Take, for example, Fix America’s Schools Today, or FAST, an idea that has been incorporated into a House proposal to be introduced this fall by Jan Schakowsky, Democrat of Illinois. Public school buildings in the United States are on average over 40 years old and in need of an estimated $500 billion in repairs and upgrades. A $50 billion school renovation program would employ 500,000 workers (1.5 million construction workers are currently unemployed) and could be easily scaled up. The money could be disbursed through existing federal formulas to all 16,000 public school districts. The initial cost could be largely offset over 10 years by ending tax breaks for fossil fuels, as called for in Mr. Obama’s 2012 budget.
Now that last line makes me laugh because Republicans would rather cut off a thumb than take away tax breaks (even though we've had them for the last 6+ years and I don't see any job creation coming from them). We have roads, bridges, etc. in this country that desperately need fixing. People need jobs. Seems like a good fit and didn't we do this with the WPA? That gave work to millions of workers AND we still are reaping some of the benefits today. (Roosevelt High's entrance has a mural done by a WPA artist.)
Appealing to public education needs and rundown schools should, in theory, appeal to lawmakers.

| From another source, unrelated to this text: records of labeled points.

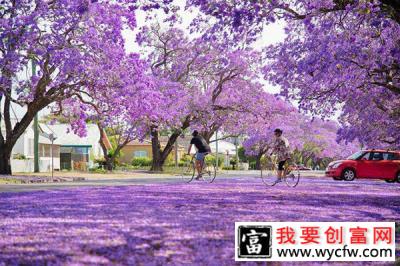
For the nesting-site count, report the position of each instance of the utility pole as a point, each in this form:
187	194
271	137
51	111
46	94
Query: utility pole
176	153
216	149
236	149
35	130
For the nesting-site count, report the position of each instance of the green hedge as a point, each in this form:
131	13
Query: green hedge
141	161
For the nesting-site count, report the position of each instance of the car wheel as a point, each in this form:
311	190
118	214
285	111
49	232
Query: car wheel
348	175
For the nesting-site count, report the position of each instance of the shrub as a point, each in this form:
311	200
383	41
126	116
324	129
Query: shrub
98	170
19	156
212	159
141	161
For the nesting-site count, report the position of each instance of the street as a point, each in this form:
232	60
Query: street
164	221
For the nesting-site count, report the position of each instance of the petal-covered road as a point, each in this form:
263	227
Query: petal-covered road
175	223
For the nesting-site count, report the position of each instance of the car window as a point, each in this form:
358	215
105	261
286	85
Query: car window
391	156
365	156
388	156
377	156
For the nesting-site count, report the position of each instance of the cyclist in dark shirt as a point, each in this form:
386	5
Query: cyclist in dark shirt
202	150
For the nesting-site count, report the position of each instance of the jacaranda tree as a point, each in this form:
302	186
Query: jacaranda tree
62	38
199	80
337	55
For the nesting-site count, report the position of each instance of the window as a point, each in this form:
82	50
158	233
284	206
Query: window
365	156
140	154
377	156
391	156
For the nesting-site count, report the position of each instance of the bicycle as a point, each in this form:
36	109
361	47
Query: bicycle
208	173
291	172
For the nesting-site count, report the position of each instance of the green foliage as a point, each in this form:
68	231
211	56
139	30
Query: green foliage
141	161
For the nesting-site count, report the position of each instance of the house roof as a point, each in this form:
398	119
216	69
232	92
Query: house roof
63	137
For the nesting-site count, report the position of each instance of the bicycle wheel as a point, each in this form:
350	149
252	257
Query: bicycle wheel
268	176
209	172
188	172
293	178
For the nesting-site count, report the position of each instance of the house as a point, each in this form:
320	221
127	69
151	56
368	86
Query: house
77	152
68	151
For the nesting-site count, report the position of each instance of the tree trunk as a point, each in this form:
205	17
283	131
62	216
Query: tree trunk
258	161
5	160
157	162
109	163
160	155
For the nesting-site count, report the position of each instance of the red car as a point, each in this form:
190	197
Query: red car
380	164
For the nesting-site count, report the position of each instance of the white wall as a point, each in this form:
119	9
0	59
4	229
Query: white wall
26	166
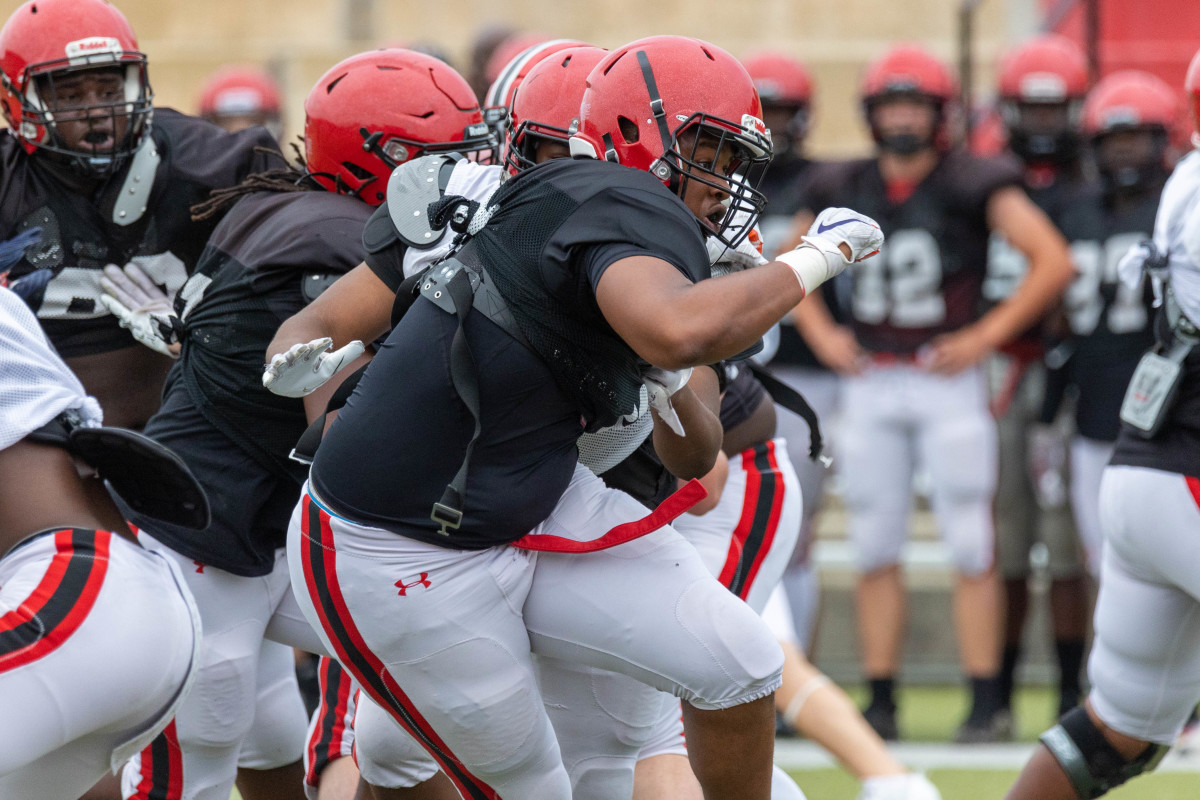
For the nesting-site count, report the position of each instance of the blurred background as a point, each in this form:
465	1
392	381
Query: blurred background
298	40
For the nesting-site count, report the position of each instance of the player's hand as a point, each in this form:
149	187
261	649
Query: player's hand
660	385
953	353
839	350
141	306
304	367
745	256
837	227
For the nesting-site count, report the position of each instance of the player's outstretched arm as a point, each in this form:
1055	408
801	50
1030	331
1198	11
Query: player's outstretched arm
673	323
327	336
1013	215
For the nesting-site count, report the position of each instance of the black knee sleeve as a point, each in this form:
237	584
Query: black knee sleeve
1087	758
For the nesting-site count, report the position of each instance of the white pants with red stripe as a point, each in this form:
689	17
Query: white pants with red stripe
99	639
897	417
245	709
331	728
1145	662
444	639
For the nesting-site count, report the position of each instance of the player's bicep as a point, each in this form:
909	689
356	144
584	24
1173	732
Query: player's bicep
1027	228
637	296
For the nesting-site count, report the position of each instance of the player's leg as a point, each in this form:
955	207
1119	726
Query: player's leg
1145	663
220	710
269	763
876	463
649	608
820	389
747	541
436	637
958	445
78	698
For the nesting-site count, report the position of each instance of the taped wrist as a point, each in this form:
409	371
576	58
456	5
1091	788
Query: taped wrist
1090	762
813	265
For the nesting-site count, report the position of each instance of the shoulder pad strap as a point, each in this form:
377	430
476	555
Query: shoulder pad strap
412	187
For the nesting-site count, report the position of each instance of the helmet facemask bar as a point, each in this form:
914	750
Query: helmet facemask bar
741	180
135	108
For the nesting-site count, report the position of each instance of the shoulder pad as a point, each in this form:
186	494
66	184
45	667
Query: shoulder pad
412	187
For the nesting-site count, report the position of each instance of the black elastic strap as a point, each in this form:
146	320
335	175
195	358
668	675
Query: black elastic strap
465	376
793	402
657	107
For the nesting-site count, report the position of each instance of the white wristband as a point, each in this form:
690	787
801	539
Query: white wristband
809	264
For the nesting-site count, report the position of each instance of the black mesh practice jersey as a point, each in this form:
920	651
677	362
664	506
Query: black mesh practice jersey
1110	322
82	234
270	256
402	435
927	278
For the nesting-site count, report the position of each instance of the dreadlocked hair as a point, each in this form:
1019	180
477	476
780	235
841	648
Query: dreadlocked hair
293	176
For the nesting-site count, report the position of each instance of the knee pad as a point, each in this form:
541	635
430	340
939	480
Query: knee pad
1090	762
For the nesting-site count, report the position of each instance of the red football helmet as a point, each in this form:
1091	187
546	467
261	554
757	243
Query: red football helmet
241	91
547	104
45	40
907	71
1192	85
643	96
785	88
376	110
499	95
1042	88
1134	101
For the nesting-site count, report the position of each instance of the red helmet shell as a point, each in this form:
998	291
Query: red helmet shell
547	103
1129	98
1192	85
1044	70
378	109
909	68
43	37
239	90
694	79
780	80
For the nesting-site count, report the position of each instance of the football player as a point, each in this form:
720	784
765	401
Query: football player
1145	662
912	389
585	380
238	97
285	235
1042	88
99	638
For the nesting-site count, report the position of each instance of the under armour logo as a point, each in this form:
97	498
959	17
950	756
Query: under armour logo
421	581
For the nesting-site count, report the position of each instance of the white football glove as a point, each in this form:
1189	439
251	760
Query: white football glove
141	306
305	367
660	385
833	227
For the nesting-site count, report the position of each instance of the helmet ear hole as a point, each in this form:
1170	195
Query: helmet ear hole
628	130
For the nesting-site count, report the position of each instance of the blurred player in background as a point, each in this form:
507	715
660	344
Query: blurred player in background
238	97
912	388
286	235
1145	662
1042	88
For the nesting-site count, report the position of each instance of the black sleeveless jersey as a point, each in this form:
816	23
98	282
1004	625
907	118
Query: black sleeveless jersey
82	234
928	277
401	438
271	254
1110	323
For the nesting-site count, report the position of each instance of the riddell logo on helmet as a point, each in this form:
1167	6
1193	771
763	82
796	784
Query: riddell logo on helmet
85	48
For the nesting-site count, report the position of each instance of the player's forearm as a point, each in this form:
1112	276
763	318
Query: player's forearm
1048	278
719	318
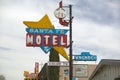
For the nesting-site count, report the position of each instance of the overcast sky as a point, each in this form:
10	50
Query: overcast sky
96	29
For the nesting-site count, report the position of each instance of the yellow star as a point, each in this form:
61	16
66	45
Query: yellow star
46	23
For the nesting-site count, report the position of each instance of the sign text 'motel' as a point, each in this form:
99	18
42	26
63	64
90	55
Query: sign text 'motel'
85	56
46	38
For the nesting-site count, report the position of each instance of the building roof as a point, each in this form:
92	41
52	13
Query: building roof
102	63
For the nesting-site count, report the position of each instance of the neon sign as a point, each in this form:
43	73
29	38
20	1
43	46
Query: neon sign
43	34
85	56
46	38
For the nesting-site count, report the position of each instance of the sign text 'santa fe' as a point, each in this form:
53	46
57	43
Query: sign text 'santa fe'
46	37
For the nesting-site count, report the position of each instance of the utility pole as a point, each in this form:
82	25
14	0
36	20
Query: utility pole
70	49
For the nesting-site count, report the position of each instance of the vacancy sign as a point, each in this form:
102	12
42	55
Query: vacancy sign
43	34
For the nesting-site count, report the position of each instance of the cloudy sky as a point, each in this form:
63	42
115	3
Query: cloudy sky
96	29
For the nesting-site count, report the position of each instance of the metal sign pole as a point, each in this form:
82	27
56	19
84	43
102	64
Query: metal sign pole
70	50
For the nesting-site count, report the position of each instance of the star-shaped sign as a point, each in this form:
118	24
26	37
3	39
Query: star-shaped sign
45	23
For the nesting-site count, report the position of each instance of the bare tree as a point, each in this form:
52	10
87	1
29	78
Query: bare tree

I took a quick look at Congresswoman Schakowsky's FAST idea and it looks good. It's certainly true that many districts have cut back on maintenance AND that we have a lot of old buildings in the system. (This is truly a reflection of SPS's state of our schools.)
This is NOT to rebuild but to modernization existing systems in the buildings which is better than doing nothing at all. The funds would go in the form of competitive grants based on percentage of poor children, need for repairs/renovation, energy savings, etc.